The origin of the ‘Kilim’ is debated heavily; some claim influence from Mongolian heritage, others from Persian/Turkish descent – the word Kilim officially derives from the Persian word gelīm, translating as ‘to spread roughly’. They possess a level of versatility evident in the image of the harsh and tough nomadic lifestyle they conjure up; acting as floor coverings, drapes, furnishings, or marital tokens between families.

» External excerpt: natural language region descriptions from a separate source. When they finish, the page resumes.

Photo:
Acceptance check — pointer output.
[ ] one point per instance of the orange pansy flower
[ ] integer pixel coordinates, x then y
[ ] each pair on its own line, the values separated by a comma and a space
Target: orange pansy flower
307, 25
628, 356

The traditional style of Kilim flat weaving uses two sets of coloured woollen strands – one vertical, one horizontal. Using the technique of systematic interweaving the weaver can create eye-catching and geometric shapes, symbols and bold patterns. Although the overall look and feel of a Kilim seems random and scattered, they hold remarkable craftsmanship and intense symbolism. Each rug has a depth of meaning and a special language of its own amongst the weaves.

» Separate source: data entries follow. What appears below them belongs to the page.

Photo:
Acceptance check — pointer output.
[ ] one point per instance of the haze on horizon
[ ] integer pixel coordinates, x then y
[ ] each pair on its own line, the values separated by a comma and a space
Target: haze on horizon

The intricate patterns and symbols draw you in, just like we regard a painting; we gain a sense of a bigger picture from far away but stepping closer reveals the nature and personality of the artist, and the careful skill involved.
The symbols and motifs that dot the labyrinthine tapestries have immense diversity. Some of the more common motifs found on modern rugs are that of fish and a stylised female form; traditionally the fish is believed to represent happiness, and the female form motif (otherwise known as Elibelinde) represents motherhood and fertility.
Kilim weaving has gone through an extremely diverse evolution and has been influenced by many different cultures ultimately growing in popularity into the modern equivalent we know today. And despite the uncertainty surrounding the origins of the Kilim, it doesn’t seem to diminish the growth of aesthetic appeal for them within Western homes.
Kilim rugs provide a lively focal point for any room or hallway and with so many weaves to choose from the result is a highly personalised piece for your home.